産まれた。イラン革命のため、大阪に帰国して

幼稚園、小学校生活を無難に送るが、貴子は、

奇抜な行動から『ご神木』と、疎まれていた。

 

その後、憲太郎が『エジプト』へ赴任すること

になり、歩は、『ヤコブ』というエジプト人

少年と出逢う。
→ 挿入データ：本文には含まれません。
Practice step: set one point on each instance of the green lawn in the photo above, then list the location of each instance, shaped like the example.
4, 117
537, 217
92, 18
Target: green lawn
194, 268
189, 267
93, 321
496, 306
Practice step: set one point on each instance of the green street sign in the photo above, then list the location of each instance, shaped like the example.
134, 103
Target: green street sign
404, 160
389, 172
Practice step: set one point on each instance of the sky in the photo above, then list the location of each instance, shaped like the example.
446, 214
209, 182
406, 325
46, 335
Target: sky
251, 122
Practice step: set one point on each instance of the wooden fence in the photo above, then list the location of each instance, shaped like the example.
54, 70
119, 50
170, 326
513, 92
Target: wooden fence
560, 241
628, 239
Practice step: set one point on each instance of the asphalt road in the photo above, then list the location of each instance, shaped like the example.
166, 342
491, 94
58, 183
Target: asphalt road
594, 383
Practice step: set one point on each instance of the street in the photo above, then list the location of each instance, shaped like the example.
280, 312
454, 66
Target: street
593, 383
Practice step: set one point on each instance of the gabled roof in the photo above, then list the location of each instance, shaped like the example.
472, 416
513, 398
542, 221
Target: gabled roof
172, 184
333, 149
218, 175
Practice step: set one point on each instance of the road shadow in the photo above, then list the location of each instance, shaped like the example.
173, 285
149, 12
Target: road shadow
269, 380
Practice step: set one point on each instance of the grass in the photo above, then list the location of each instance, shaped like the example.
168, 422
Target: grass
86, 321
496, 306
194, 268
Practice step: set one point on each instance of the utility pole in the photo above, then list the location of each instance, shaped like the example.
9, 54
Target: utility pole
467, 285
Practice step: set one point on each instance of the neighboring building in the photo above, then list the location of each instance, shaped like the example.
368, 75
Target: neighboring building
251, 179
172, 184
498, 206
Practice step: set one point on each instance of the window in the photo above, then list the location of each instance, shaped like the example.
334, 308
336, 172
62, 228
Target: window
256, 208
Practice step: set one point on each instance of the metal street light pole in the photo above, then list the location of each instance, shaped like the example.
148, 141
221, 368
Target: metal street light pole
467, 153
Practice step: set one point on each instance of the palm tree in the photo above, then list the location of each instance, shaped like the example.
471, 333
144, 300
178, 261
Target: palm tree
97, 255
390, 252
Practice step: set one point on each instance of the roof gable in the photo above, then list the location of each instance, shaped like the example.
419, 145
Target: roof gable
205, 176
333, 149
2人は『サラバ』を合言葉に、

親友になり、彼の家族にも、可愛がられる。

 

ある日、両親が離婚すると告げられ、ふたたび

帰国することになり、ヤコブと悲しい別れを。

 

家族に振り回され、事なかれ主義だった歩は、

成長を遂げていく…。



直木賞』を受賞した長編小説は、読み応えが

ありました。

 

無欲な父、身勝手な母、信じられるものを探し

続ける姉、他人から観た自分に捉われ続ける弟

そんな彼らを見守る祖母や、伯母達の個性が、

思い浮かんで、繰り広げられるエピソードが、

面白くて、飽くことがありませんでした…😀


姉に『自分が信じるものを、誰かに決めさせて

はいけない』と云われ、両親が、離婚に至った

経緯を知って、弟の心が変化していく場面は、

感動を与えてくれました。

 

イランで産まれ、エジプトで幼少期を過ごした

作者らしい『気付き』と感じたのは、帰国後の

『カルチャー・ショック』の数々…スーパーの

品数と清潔さ、レトルト袋『ここから開けて』

の矢印や『電車が1分遅れて、お詫び』『値段

交渉不要のタクシー』…とても笑えました…😁

 

            本日は、この辺で。